Rep. Urquhart is also one of the Utah politicians most committed to transparency in Government. He was one of the first politician bloggers in Utah or anywhere. Now, he's taken a big step toward making the legislative process more open and accessible: Politicopia. In his words:

For me, the beauty of the Internet is its ability to cut out the middleman. Though the Internet has moved sellers and consumers closer together, its strides in politics haven't yet been so grand. In politics, intermediaries -- like special interest groups, bureaucrats, and the media -- heavily filter information between people and their elected officials.

In an effort to give people a more direct handle on the issues pending before the Utah Legislature (and to give elected officials a better read on what the public wants), some friends and I started Politicopia. Check it out, participate in the dialogue, and help move your government where you want it to go.
From Steve Urquhart
Referenced Mon Jan 22 2007 10:44:41 GMT-0700 (MST)

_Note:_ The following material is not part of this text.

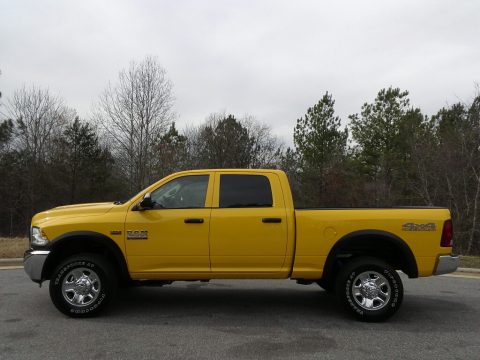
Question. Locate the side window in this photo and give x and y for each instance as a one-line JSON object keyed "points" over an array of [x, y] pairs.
{"points": [[245, 191], [183, 192]]}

I like this idea for a couple of reasons:

  • Rather than letting the "experts" tell us about bills, we can discuss them directly. Blogs do that as well, but in a more distributed way.
  • Rather than a general political debate, the site encourages debate about specific bills. That's important because it focuses the discussion.

I think this is a huge event. For the first time I can imagine, the Rules Committee is saying "tell us what you think" and giving you the tool to do it. Take a minute and go to Politicopia and comment on a bill that's already there, or, if the bill you care about isn't there, add it.